Zu viel Klein-klein und zu viele Hürden statt großflächiger Unterstützung: Das bemängelte auch die Spitzenkandidatin der FW für die Europawahl, Christine Singer. Die bayerische Landesbäuerin aus Garmisch-Partenkirchen forderte: "Wir brauchen Gesetze, die ein Ziel vorgeben." Aber dieses Ziel müsse auch vor Ort umsetzbar sein.
Die EU soll weniger Einfluss haben
Auch wenn die Debatte um ein Kooperationsverbot mit der AfD auf dem Parteitag in Bitburg für viel Aufsehen sorgte, eigentlich ist die Europawahl das große Thema des Parteitags. Schließlich geht es um das Wahlprogramm, das nun verabschiedet werden soll. Darin fordern die Freien Wähler unter anderem ein "echtes Initiativrecht für das Europaparlament, um die Interessen der Bürger direkt in den europäischen Gesetzgebungsprozess einbringen zu können".
Gleichzeitig wollen die Freien Wähler die Zuständigkeiten der EU begrenzen. Sie soll nur dann zuständig sein, wenn Bund, Land oder Kommune eine Aufgabe "nicht besser meistern kann". Die EU solle sich auf Kernthemen wie die Migrations- und Sicherheitspolitik oder die Förderung des Binnenmarktes konzentrieren. Außerdem verlangen die Freien Wähler mehr Selbstbewusstsein gegenüber China. Abhängigkeiten, vor allem in der Wirtschaft, müssten deutlich reduziert werden. Im Bereich der Landwirtschaftspolitik warnt die Partei vor einer "Überreglementierung". Die FW wünschen sich daher, dass "eine Reihe von Verordnungen und Richtlinien ersatzlos gestrichen" werden.

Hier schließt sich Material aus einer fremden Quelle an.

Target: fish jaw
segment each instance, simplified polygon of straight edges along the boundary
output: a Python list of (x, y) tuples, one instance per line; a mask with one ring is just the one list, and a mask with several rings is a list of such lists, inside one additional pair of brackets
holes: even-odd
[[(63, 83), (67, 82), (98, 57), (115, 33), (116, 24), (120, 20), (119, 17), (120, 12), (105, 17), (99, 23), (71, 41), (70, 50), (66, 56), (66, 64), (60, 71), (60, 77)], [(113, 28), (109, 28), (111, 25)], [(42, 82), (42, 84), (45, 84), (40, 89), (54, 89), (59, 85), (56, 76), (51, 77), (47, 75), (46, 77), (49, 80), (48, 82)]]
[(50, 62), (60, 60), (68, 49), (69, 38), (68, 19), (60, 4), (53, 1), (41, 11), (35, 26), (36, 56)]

Das eigentliche Ziel: FW in den Bundestag
Dass sich die FW aber auch nach der Europawahl keine Verschnaufpause gönnen können, macht der Europaabgeordnete Engin Eroglu aus Hessen deutlich. Schließlich steht 2025 die Bundestagswahl an. Der Einzug in den Bundestag ist das große Ziel der Freien Wähler und von Parteichef Aiwanger. Und so traute sich Eroglu eine kämpferische Ansage zu, die bei CSU-Chef Markus Söder in Bayern nicht gerade gut ankommen dürfte: "Lasst uns die CSU unter fünf Prozent drücken, damit wir über fünf Prozent landen." Dafür erntete der FW-Politiker frenetischen Applaus.